The way we score it is to total up the strongest category for a storm in a given impact area. Given the analog map above, the Gulf Coast looks to be most under the gun yet again. Here is the forecast:
||Impact Score Forecast
|Gulf of Mexico
|Mexico & Central America
So the season is expected to see a total of 12 impact categories for the US. That’s under the record year but still above average. Here it is in graphic form:
Gulf Coast and Southeast.
The map above speaks loudly for itself. I am simply taking the blend of the years and running with the analog.
Let’s say there is no direct hit in the Northeast or Canada. Well, you can have some weaker storms come through that impact the area. You will score them based on a scale “prorated” to the wind between 40 mph and 70 mph. For instance, last year, Henri was a 0.8. and in 2020 the Northeast was about a 1.3.
Long Island and New England have not had a hurricane hit in 30 years after averaging one every seven years from 1938 through 1991. That is a remarkable statistic and runs counter to the idea that warmer water off the East Coast means more hurricanes. You saw with Sandy how it can happen. The storm has to be moving fast. Of course, there has to be enough of a positive over Canada and the northwestern Atlantic to hold the storm in. Even though more storms will likely spin up to the north of the Main Development Region, almost all will move out to sea. The danger of a northward displaced Isabel or 1933 is there. I was so focused on it last year from the preseason that it had me thinking Henri would pull it off. I think we still have the concern this year, enough that relative to the past two years it should be more active for the Northeast.

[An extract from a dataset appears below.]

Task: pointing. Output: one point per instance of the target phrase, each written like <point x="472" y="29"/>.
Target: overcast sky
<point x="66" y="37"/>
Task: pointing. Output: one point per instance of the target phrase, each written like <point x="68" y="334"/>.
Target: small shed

Like the Northeast, this is a forecast headache. A storm like Dorian could blow away the numbers I have, but I think we will see a similar look to the past couple of years.
I expect less than average activity as Main Development Region activity will be less and storms should wait until the western part of the basin to intensify. For a time during the heart of the season, they will also likely move to the northeast of the islands.
Mexico & Central America
I am near the long-term average for these areas. Central America tends to see stronger storms at the tail end of the season, while Mexico is more susceptible early.
A word about the western Pacific
We have had two of the weakest back-to-back seasons on record in the western Pacific. This year looks to be below average, too. I can’t imagine less activity than last year, with only two typhoons hits. I don’t think it’s going to be as low as last year but it should still be below average and a counterweight to the coming hurricane hysteria in the Atlantic.
Notes and asides
The things I am putting out open up a whole new way of trying to evaluate storms so we do not get sucked into the numbers/climate change game. For instance, a nice study that someone might get a master’s degree with would be to take this idea (or a similar objective one) and go back and get the score for every season! We can say all we want about ham sandwiches named in the middle of nowhere, but the fact remains that we have much better records of landfalling US storms and a way to quantify them. I am partial to my Power & Impact scale because size matters. Ida was a beast, but she could not hold a candle to Betsy as far as size. Charley was a fist of fury, but he was a lightweight versus a heavyweight like Donna. Carla versus every other hurricane on the Texas coast, except 1900 (or perhaps Ike which was a monster size-wise) stands out. The hurricanes of 1944 and 1938 were both sizable along with their power and made them spectacular. It was the size of Sandy that made her the storm she was, not one-minute wind speed at the center.